Methods: Patients with single primary cancer who were 18 years or older and whose data were gathered and made accessible by the Surveillance, Epidemiology, and End Results (SEER) program were included in this retrospective analysis. Kaplan-Meier curves and Cox regression before and after propensity score matching were performed to analyze the risk survival by sex.

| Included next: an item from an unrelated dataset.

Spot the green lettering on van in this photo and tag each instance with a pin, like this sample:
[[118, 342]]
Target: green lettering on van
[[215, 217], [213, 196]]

Results: Among the 1,274,118 patients included [median (range) age, 65 year (18-85+) years; 688,481 (54.9%) male]. The median follow-up was 21 months (0-191). Substantial improvements in survival were observed for both sexes during the years of inclusion analyzed, with no difference between them, reaching a reduction of almost 17% of deaths in 2010, and of almost 28% in 2015, compared to 2004. The women had a median survival of 74 months and overall mortality of 48.7%. Males had a median survival of 30 months (29.67-30.33) with an overall mortality of 56.2%. The PSM showed a reduced difference (6 months shorter median survival and 2.3% more death in men), but no change in hazards was observed compared to the unmatched analysis [adjusted HR: 0.888 (0.864-0.912) vs. 0.876 (0.866-0.886) in unmatched].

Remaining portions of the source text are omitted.